La réouverture de l’espace Univer, dans le 11ème arrondissement à Paris, nous laisse découvrir une exposition personnelle de Judith Baudinet présentant photographies, vidéos et installations multi-média.
Les photographies, en noir et blanc, sont des tirages obtenus par sténopé, dispositif réalisé avec une boîte en fer, une boîte à thé percé d’un trou – ouvert au moment opportun afin que la lumière marque le support photosensible. Comme sous l’effet d’un objectif grand angle, l’espace de ces photographies est déformé, courbe au gré du simple rayonnement du faisceau lumineux pénétrant par ce trou imprécis, le fait d’une aiguille de couture. Point de figure, ni de présence humaine dans des paysages qui apparaissent oniriques, tirés de visions, proches d’un dessin au graphite. En effet, c’est comme si le regard de l’artiste, le point de vue du photographe, ou encore la pointe où s’active le dispositif du sténopé s’était substitué à toute figuration et avait envahi l’espace, l’avait imprégné de toute sa subjectivité, mélancolie, aspiration ou encore entêtement à faire parler l’objectivité de l’espace photographique.
Dans cet espace courbe, c’est le regard du spectateur qui s’agite, qui tourne le long des lignes horizontales et verticales tordues par la prise de vue. On pourrait, à ce titre, presque parler de tondo photographique, de résonance sourde avec les peintures de maternité où quelque chose de confiné se livre tout à la fois dans une précocité et dans une force. Le regard opère multiples girations dans l’espace et s’élève en spirale, fragile mouvement où finalement l’image se joue. Celle-ci ne naît pas lors de la prise de vue mais bien dans sa rencontre avec le regard, dans la fascination qu’elle exerce sur l’artiste, faisant de passages, de halls, d’escaliers, d’observatoires, des espaces dynamiques qui ne finissent pas de se composer et de se recomposer.

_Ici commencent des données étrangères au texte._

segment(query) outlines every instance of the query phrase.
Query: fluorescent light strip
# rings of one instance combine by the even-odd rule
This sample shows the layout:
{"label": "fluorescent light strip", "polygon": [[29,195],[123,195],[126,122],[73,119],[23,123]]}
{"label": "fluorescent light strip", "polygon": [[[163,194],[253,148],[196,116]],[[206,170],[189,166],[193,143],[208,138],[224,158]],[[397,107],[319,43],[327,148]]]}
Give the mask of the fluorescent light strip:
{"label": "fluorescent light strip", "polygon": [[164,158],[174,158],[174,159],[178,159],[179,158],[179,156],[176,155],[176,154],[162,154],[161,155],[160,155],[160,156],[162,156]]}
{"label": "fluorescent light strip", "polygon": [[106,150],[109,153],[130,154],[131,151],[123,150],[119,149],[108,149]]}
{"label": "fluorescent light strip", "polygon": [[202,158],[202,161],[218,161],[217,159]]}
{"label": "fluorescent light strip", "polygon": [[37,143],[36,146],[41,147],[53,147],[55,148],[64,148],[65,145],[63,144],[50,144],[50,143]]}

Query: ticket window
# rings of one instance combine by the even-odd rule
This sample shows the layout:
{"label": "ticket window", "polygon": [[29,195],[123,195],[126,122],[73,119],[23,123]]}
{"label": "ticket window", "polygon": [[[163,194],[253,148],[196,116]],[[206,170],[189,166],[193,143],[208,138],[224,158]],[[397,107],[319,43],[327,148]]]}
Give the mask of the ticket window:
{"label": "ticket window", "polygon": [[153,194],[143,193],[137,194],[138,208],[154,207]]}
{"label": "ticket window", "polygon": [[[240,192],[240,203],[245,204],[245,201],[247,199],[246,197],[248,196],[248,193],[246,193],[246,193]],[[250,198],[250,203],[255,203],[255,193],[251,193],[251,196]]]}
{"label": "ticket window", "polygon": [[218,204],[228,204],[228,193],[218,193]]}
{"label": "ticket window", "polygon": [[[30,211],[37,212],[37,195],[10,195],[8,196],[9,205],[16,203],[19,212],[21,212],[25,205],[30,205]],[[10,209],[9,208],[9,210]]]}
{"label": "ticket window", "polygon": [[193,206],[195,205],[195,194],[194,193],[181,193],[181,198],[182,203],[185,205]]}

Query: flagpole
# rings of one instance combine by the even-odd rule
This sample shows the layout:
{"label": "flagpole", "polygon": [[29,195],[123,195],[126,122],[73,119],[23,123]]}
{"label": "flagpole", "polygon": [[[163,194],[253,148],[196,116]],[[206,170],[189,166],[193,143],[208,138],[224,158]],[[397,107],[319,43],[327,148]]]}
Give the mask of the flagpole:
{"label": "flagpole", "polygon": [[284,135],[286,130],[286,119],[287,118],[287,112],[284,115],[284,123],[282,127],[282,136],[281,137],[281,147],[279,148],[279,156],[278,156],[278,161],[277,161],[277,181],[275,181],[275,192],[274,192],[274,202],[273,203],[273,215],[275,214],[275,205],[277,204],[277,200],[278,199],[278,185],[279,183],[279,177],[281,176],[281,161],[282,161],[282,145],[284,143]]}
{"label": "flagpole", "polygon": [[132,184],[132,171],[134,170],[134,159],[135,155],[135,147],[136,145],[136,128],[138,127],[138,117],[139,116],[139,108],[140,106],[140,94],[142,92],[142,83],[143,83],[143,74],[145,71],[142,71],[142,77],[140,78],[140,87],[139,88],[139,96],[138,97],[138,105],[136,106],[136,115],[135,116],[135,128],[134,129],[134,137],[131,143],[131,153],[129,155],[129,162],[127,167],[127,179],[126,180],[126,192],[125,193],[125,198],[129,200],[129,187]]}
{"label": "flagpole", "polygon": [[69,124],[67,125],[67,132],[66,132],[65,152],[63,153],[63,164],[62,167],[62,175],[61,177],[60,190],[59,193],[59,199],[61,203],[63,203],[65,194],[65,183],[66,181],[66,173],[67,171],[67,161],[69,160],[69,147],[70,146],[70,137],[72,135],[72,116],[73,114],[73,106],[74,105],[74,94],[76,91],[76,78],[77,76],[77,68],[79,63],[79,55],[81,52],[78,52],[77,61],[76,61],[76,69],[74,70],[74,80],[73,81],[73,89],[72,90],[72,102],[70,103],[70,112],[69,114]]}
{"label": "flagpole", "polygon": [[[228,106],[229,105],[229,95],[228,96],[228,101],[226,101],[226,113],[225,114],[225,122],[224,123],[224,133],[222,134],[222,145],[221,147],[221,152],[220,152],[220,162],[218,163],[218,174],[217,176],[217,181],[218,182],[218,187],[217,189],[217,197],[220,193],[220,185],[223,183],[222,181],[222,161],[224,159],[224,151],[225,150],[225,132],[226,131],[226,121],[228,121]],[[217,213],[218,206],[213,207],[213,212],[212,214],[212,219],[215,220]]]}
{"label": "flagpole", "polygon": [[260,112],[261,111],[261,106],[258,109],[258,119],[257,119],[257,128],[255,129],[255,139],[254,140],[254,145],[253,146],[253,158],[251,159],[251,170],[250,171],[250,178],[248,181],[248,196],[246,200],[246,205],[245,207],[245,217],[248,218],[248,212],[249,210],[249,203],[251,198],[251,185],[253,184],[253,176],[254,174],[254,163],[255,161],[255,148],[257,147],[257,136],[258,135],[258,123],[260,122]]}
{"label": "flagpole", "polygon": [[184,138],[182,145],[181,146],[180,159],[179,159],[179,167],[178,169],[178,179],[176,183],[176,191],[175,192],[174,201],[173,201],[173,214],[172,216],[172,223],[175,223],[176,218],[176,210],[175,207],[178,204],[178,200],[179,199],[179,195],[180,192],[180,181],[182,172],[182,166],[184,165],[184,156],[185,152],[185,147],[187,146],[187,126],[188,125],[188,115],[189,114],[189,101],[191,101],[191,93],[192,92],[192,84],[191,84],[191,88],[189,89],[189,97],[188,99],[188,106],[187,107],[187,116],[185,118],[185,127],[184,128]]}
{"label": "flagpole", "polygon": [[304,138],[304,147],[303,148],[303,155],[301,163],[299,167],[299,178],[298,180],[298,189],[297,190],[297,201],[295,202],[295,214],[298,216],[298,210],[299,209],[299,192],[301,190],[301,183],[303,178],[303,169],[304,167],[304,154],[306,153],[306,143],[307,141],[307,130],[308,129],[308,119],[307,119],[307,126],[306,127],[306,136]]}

Finalement, ne s’agit-il pas plus d’une photographie du temps et du parcours que de l’espace et de la carte ? Ces photographies en appellent au règne du temps, depuis lequel s’écoule le sillage de l’œil, depuis lequel aussi Judith Baudinet cherche un lieu qui se prête à l’image. Le temps s’étire car le parcours est long : Mongolie, Chine, Paris et sa banlieue. Les sujets de ces photographies issus de ces longs voyages (dont témoignent les vidéos présentées dans la vitrine), nient paradoxalement l’espace des cartes et de la géographie. Elles visent à proposer un ailleurs, un espace habitable, un lieu où le regard se loge.
A ce titre, ce sont des photographies haptiques (du grec Haptein, toucher), construisant un espace où l’œil instaure une balade, où comme l’écrivait Jean Paulhan à propos des toiles cubistes, on progresse à tâtons dans l’œuvre à la manière d’un aveugle découvrant une pièce, un fragment puis un autre. Ces photographies-là relèvent bien du ressort du toucher : velouté sombre des noirs, moisissures du support photographique arborés dans les paysages.
Si la photographie ne se joue plus dans la prise de vue, dans le déclic ou encore dans ce qu’Henri Cartier-Bression appelait « the decisive moment » (conjonction heureuse de deux éléments du réel dans l’objectif du photographe), si ainsi elle n’en appelle plus à cette césure ou peut-être à cette déchirure entre réel capturé et image capturante, il semble alors s’instaurer une image-fluide, une photographie où gît toute la plénitude d’être et de se trouver au sein du monde ainsi que la douleur de s’y savoir enfermé.